せん妄は、入院中の方、特に高齢者によくみられる病気です。以下に、せん妄の主な症状を簡単に示します。
- 辻褄の合わないことを話す
- 怒りっぽくなる
- 場所や家族のことが分からない
- 変なものが見えると訴える
- 意識がぼんやりしたり、夜に眠れなかったりする
- なんとなく様子がおかしい
意識障害のない認知症とは異なり、意識障害を基盤とする病態です。しかしもともと認知症を患っている・疑いがある患者さんの場合、こうした症状がせん妄によるものなのか認知症によるものなのか、見極めが難しいとされています。そこで、普段の様子をよく知る家族などからの情報が診断に有益です。
認知症との違いや詳しい症状については、「せん妄は認知症とは限らない…その原因と症状とは?」を参考にしてください。
せん妄は、アルツハイマー型認知症などの神経変性疾患による症状と異なり、適切な対応をとることで回復・改善が期待できます。しかし、その判断を誤ると回復も遅れてしまいます。
日頃患者さんの様子をよく知っている家族や身近な人がせん妄を理解し、環境の変化からくるストレスなどをできる限り取り除くといった対策をとることが重要となります。
身近な人ができるせん妄の予防法とは?

それでは、せん妄の予防について家族や身近な人ができることを見ていきましょう。
1.今後起こることを教える
せん妄を起こす恐れのある患者さんにとって、予想しないことが起こることは避けたいものです。入院中であれば、今後のスケジュールを丁寧に説明することが大切です。
2.感覚を遮らない
目や耳など、感覚を遮られてうまく情報が入ってこないことは大きなストレスとなる場合があります。普段、補聴器やメガネを使っている患者さんの場合は、それらを身につけてあげることが必要です。
また、睡眠・覚醒リズムが乱れて昼夜逆転になると夜間にせん妄がおこりやすくなります。昼間はカーテンを開けるなどして部屋を明るくして患者さんにできるだけ起きていてもらうようにする工夫が大切です。患者さんの好きな音楽やテレビ番組を流すのも効果的です。
そのようなものが無い場合は、家族やペットの写真などを飾る、というのも1つの手です。ここでお勧めなのは、使い慣れたカレンダーを置くことです。今日が何月何日なのかを知ることは、患者さんの大きな安心に繋がるからです。
3.できる限り現状を把握させる
無理強いは禁物ですが、患者さんが置かれている状況を丁寧に伝え、少しでも患者さんの現状の把握・理解に繫げることも大切です。時間や場所、今後の治療などについて家族や身近な人だからこそできる伝え方を考えてみましょう。
もし、せん妄になっても…解決のヒント
脳の変化によって病気となる認知症などとは違って、せん妄は症状が出る前の状態に戻ることができるのが特徴です(医学的には「可逆性」と呼ばれます)。ですので、もし身近な人がせん妄の状態となっても、慌てずに適切な対応を行うことが大切です。

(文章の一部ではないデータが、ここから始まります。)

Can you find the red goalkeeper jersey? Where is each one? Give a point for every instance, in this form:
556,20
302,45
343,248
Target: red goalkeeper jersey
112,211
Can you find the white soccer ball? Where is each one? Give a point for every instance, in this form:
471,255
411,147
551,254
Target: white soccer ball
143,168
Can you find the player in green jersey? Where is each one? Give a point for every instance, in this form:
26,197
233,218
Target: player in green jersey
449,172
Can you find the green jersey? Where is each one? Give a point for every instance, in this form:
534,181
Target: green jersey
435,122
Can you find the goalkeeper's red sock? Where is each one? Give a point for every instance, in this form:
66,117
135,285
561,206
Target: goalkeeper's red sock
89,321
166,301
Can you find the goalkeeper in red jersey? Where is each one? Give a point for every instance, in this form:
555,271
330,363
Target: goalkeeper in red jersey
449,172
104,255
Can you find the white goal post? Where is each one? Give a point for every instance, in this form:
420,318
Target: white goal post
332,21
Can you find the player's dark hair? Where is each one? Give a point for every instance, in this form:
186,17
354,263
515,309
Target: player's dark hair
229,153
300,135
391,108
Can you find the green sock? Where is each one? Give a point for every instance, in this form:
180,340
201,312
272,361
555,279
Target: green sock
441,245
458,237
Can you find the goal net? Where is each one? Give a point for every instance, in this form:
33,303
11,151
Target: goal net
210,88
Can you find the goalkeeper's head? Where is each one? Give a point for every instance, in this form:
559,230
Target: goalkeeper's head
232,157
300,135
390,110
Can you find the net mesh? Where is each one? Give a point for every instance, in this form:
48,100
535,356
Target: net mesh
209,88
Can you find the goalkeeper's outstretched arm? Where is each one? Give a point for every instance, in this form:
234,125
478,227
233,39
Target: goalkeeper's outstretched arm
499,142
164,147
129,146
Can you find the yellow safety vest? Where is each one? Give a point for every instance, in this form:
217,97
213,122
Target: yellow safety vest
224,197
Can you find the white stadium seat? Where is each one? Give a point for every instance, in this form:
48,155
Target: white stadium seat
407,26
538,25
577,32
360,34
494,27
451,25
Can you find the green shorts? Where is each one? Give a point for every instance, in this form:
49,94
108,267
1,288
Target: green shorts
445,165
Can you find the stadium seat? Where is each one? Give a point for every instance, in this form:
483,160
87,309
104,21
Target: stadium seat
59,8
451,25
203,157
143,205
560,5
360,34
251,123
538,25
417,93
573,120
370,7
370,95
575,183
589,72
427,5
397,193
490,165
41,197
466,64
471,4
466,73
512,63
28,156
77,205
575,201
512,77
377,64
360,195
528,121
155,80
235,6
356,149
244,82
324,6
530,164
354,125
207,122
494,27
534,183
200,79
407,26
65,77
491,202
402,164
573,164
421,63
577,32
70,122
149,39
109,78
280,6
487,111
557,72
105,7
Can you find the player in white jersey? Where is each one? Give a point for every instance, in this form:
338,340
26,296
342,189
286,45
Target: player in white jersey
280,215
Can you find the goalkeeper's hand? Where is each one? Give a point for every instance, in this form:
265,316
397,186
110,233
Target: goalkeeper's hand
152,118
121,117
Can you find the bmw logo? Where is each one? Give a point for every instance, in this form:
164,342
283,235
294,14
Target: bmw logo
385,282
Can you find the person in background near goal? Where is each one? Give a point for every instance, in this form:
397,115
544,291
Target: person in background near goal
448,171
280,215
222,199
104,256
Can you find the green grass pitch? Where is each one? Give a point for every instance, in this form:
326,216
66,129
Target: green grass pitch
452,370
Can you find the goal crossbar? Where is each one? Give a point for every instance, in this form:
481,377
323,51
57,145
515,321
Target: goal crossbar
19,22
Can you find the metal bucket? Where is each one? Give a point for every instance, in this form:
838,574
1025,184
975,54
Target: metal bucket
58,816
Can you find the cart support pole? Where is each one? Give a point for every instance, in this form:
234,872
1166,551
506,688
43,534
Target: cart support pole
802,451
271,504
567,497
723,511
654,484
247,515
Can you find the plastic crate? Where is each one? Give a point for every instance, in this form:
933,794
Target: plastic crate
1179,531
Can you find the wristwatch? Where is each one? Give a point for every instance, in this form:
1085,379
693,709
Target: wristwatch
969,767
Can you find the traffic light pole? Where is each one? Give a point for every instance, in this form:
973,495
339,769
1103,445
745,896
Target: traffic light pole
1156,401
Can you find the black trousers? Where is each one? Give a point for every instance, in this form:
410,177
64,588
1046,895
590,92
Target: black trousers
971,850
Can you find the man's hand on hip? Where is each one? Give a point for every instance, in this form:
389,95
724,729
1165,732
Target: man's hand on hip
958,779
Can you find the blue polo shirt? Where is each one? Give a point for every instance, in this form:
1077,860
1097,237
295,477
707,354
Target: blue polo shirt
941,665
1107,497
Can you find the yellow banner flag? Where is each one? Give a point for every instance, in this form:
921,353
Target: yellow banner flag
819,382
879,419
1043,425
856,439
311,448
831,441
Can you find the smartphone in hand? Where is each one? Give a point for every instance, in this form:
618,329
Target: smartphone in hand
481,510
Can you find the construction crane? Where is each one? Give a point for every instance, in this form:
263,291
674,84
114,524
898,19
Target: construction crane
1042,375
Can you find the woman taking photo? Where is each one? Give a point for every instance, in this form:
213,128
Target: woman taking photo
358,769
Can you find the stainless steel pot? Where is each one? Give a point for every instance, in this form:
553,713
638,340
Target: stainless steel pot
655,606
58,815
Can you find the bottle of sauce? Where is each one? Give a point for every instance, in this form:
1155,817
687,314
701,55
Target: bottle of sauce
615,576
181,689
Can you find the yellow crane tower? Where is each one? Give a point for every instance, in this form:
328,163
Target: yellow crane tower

家族がそばにいると、患者さんのせん妄の症状が良くなることは、医師や看護師ならよく経験することです。ポイントは、以下の2つです。
肯定的に接する
錯覚や幻覚に同調する必要はありませんが、無理に訂正する必要もありません。
医師との協力が不可欠
せん妄の治療では、医師の判断によって薬が用いられます。医師とよくコミュニケーションをとってせん妄を和らげるためには、家族の理解が必要です。
まとめ
せん妄状態は、いわば患者さんのストレスの産物といえます。病気や入院などの普段とは違う状況がきっかけとなって現れますので、身近な人や家族の協力が必要となってきます。いざというときはあわてずに、親身になって対応していきたいものです。